EMT is a process in which epithelial cells are transformed into mesenchymal cells. Changes in the tumor microenvironment (e.g. growth factors, cytokines, and extracellular matrix components) have been shown to induce EMT. During EMT, cells downregulate expression of cell-cell adhesion and cell polarity proteins, while upregulating expression of proteins that confer invasive and migratory traits. Adapted from (61).

Figure 5:. Proposed roles for LOXL2 in breast cancer metastasis and invasion.

A) Proposed mechanism whereby secreted LOXL2 induces ECM stiffening to activate oncogenic signaling pathways. B) Proposed mechanism whereby intracellular LOXL2 regulates Snail1 or H3K4me3 to repress E-cadherin expression, eventually leading to EMT.

Figure 6:. Proposed mechanism of LOXL2 oxidation and stabilization of Snail1.

Intracellular LOXL2 is proposed to deaminate Lys98 and Lys137 in the SNAG domain of Snail1. Following the modification by LOXL2, an undetermined conformational change in Snail1 inhibits phosphorylation by GSK3β and ultimately suppresses the degradation of Snail1.

Figure 7:. Proposed mechanisms for regulating methylated H3K4.

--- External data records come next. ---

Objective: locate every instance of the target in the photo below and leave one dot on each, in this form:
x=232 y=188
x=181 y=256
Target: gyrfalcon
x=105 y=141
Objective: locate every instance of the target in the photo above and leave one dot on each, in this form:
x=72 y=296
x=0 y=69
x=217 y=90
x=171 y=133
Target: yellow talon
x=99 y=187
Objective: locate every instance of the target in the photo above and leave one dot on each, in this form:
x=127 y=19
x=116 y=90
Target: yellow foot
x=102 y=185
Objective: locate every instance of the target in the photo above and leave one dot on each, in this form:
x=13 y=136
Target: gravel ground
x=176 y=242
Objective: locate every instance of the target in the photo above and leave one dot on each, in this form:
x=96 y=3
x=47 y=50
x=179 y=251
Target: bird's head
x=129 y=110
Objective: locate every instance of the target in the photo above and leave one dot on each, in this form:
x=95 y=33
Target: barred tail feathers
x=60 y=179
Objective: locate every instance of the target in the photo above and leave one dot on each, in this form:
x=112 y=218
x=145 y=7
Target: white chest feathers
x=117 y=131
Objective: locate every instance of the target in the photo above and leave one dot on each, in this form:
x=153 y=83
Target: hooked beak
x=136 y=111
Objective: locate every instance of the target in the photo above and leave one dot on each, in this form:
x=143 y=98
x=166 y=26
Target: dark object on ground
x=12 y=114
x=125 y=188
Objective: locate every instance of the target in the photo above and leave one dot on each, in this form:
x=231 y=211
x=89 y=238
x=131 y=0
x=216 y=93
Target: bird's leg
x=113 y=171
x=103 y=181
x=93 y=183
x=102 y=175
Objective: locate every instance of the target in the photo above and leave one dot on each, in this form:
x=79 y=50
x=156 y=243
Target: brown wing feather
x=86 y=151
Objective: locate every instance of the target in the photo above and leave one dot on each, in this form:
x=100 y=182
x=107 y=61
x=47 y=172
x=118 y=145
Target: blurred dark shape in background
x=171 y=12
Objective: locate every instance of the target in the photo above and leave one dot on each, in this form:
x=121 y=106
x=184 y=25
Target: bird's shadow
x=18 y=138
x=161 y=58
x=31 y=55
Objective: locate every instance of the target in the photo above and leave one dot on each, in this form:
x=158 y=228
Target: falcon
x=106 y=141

A) A novel mechanism proposed by Herranz et al. whereby LOXL2 deaminates H3K4(me3) via two steps: formation of an alcohol via deamination, and subsequent oxidation of alcohol to aldehyde. From (79). B) A scheme of the mechanism by which a Jumonji C (JMJC)-containing lysine demethylase, which is an Fe²⁺- and α-ketoglutarate-dependent dioxygenase, catalyzes demethylation of H3K4me3. Adapted from (84). C) A proposed mechanism for lysine side chain oxidation by LOXL2.

Scheme 1:. LOX-initiated crosslink formation in tropocollagen and tropoelastin.

A) Lysyl oxidase catalyzes the oxidative deamination of lysine and hydroxylysine residues in tropocollagen and tropoelastin. For simplicity, only lysine residues are shown in this scheme. B) The product allysine residues spontaneously react with other allysine or lysine residues via aldol condensation or Schiff base formation. C) The bifunctional condensation products can further crosslink to form tri-, tetra-, or even pentafunctional crosslinks. Depicted is desmosine, a common tetrafunctional crosslink found in elastin. Adapted from (87).

Scheme 2:. LTQ-LTI tautomerism.

The LTQ-like quinone (λ_max=504 nm) formed in D298KAGAO is in equilibrium with its iminoquinone tautomer (LTI, λ_max=454 nm). The LTI form is thermodynamically favored as it is stabilized by the hydrogen bonding interaction with the conserved Tyr284 in the active site. When the hydrogen bonding interaction was disrupted via site-directed mutagenesis (i.e. D298K/Y284F-AGAO), only the LTQ-like form was detected. From (42).